8. What is the turnaround time?
The turnaround time is usually one day. For any sample we receive, we will fax or email the report by the end of the next business day.
Call us at (334)844-2648
9. What is the Sample Submission Kit? How much is it and how do we get it?
Please check our webpage Sample Submission Kit. We provide the kit with 10 individually labeled tubes with buffer in them to help stabilize the nucleic acids. Enclosed are also 5 HistoBrush swabs for collection of swabs. All specimens must be immersed, and liquid specimens mixed with the buffer. The Sample Submission Kits have a shelf life of at least 1 year.
There are three ways to order the Sample Submission Kit:
- Call us at (334)844-2648
- Fill in our MD Submission Form and fax to (334)844-2652. Please note attention to Molecular Diagnostics Lab
- Email us at firstname.lastname@example.org.
Please specify how many Submission Kits you would like to order, your physical address, recipient name and contact information.
10. What tests do you provide now?
Currently we provide tests for:
- Bartonella henselae
- Canine / feline Anaplasmosis (Anaplasma phagocytophilum / platys)
- Canine Babesiosis (Babesia gibsoni / canis)
- Canine Distemper Virus
- Canine Ehrlichia spp. (E. canis, E. chaffeensis, E. ewingii)

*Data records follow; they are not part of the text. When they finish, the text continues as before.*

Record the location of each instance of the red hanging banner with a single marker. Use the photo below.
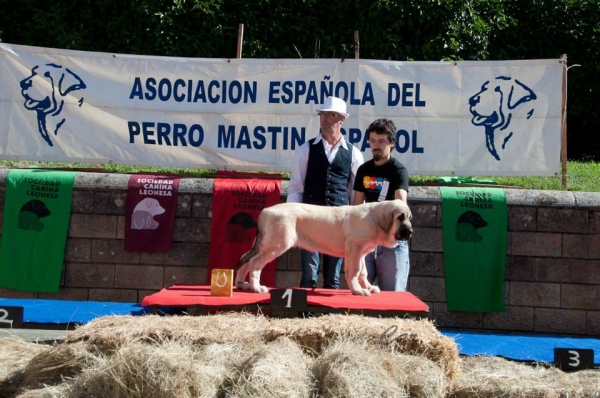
(150, 212)
(238, 199)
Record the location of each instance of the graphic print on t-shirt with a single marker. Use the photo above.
(380, 184)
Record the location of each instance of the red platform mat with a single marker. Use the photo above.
(197, 295)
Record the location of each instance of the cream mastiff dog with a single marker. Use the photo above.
(346, 231)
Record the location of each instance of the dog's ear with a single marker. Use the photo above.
(519, 93)
(69, 82)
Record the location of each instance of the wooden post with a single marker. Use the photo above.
(563, 130)
(240, 40)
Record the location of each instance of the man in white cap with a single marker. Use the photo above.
(323, 173)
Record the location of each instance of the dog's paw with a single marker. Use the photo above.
(374, 289)
(260, 289)
(361, 292)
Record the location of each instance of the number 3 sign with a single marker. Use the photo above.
(11, 317)
(574, 358)
(288, 299)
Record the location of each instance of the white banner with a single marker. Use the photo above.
(461, 118)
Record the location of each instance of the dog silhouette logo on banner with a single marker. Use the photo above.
(45, 91)
(30, 215)
(493, 108)
(467, 225)
(144, 212)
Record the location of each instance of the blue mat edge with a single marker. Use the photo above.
(512, 346)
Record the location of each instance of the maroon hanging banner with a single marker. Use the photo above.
(238, 199)
(150, 212)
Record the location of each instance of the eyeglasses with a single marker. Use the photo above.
(330, 114)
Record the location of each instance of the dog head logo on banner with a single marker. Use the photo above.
(493, 108)
(467, 225)
(31, 215)
(45, 91)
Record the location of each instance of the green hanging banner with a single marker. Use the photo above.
(37, 209)
(474, 222)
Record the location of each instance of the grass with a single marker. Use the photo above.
(581, 176)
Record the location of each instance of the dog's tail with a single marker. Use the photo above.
(250, 253)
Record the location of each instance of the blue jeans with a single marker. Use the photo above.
(389, 266)
(310, 270)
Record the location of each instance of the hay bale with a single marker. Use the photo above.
(497, 377)
(15, 354)
(352, 370)
(163, 370)
(422, 377)
(111, 332)
(589, 380)
(51, 367)
(60, 391)
(406, 336)
(278, 369)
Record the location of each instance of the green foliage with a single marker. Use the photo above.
(401, 30)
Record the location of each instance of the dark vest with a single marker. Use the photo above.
(327, 184)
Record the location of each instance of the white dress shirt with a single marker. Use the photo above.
(300, 164)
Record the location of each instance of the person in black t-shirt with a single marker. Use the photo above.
(384, 178)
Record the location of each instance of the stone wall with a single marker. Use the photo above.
(552, 281)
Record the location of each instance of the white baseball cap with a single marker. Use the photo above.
(334, 104)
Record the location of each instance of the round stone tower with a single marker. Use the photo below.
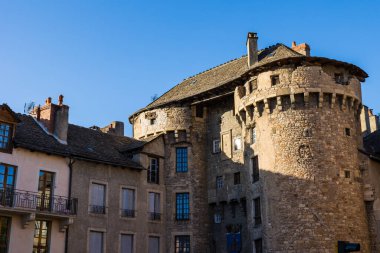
(305, 113)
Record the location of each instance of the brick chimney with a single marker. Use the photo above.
(252, 48)
(55, 118)
(115, 128)
(301, 48)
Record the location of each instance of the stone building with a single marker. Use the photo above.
(268, 151)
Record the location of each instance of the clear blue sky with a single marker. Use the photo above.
(108, 58)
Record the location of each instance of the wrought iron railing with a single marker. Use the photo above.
(130, 213)
(154, 216)
(39, 202)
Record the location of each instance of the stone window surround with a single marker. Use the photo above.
(97, 181)
(121, 187)
(127, 232)
(148, 190)
(174, 234)
(96, 229)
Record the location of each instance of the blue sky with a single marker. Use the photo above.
(108, 58)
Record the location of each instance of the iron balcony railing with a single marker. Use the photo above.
(46, 203)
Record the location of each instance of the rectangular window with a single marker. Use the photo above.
(5, 223)
(98, 198)
(275, 79)
(5, 136)
(182, 244)
(182, 206)
(154, 206)
(237, 143)
(154, 244)
(7, 182)
(128, 202)
(216, 146)
(255, 169)
(126, 243)
(258, 245)
(253, 135)
(219, 182)
(181, 159)
(153, 171)
(257, 210)
(41, 236)
(96, 242)
(45, 190)
(237, 178)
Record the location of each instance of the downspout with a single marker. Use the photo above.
(71, 163)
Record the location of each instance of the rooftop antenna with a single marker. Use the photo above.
(28, 107)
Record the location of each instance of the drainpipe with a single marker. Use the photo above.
(71, 163)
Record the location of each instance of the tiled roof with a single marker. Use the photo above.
(82, 143)
(372, 143)
(220, 75)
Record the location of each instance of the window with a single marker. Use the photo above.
(98, 198)
(275, 79)
(5, 223)
(45, 190)
(199, 111)
(154, 244)
(255, 169)
(237, 178)
(253, 135)
(217, 218)
(96, 242)
(154, 206)
(5, 136)
(219, 182)
(257, 210)
(181, 159)
(216, 146)
(7, 182)
(182, 206)
(41, 236)
(126, 243)
(339, 78)
(182, 244)
(237, 143)
(258, 245)
(128, 202)
(153, 171)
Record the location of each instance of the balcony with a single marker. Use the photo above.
(25, 201)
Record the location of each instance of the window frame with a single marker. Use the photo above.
(183, 246)
(9, 147)
(182, 159)
(153, 176)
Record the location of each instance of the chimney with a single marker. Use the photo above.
(252, 48)
(301, 48)
(115, 128)
(55, 118)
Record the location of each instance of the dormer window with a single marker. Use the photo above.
(6, 131)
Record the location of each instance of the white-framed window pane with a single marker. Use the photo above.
(96, 242)
(98, 194)
(154, 244)
(126, 243)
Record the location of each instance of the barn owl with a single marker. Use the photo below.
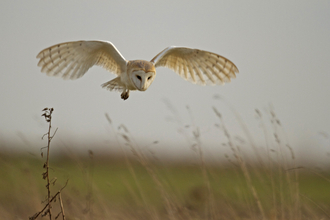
(71, 60)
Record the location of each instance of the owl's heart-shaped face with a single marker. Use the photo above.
(142, 80)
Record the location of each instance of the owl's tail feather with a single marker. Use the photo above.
(114, 84)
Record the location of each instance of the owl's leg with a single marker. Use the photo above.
(125, 94)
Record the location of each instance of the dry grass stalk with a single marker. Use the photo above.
(48, 207)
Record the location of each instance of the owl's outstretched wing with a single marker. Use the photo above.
(197, 66)
(71, 60)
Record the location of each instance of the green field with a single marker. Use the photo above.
(102, 187)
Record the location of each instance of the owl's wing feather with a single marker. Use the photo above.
(71, 60)
(197, 66)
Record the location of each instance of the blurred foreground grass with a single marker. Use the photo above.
(110, 188)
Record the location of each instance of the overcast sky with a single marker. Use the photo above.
(281, 48)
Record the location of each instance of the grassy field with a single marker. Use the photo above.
(112, 188)
(136, 185)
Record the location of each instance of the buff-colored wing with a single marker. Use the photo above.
(71, 60)
(197, 66)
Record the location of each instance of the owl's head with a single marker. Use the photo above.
(142, 74)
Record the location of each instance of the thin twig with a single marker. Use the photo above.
(38, 213)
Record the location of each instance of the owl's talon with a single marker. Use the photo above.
(125, 95)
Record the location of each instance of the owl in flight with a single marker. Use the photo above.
(71, 60)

- Canine Hepatozoonosis (Hepatozoon americanum / canis)
- Chlamydia spp.
- Escherichia coli O157:H7
- Feline Infectious Peritonitis mRNA
- Feline / canine hemotrophic Mycoplasmosis (Mycoplasma haemocanis / haemofelis)
- Heartworm (Dirofilaria immitis / repens)
- Leptospira spp. (pathogenic)
- Listeria monocytogenes
- Lyme Borrelia spp.
- Pan Influenza A Virus
- Pseudomonas aeruginosa
- Salmonella spp.
11. How sensitive are the tests?
We can detect single copies of the pathogen DNA or RNA, which translates to approximately 10 copies in each milliliter of the original sample.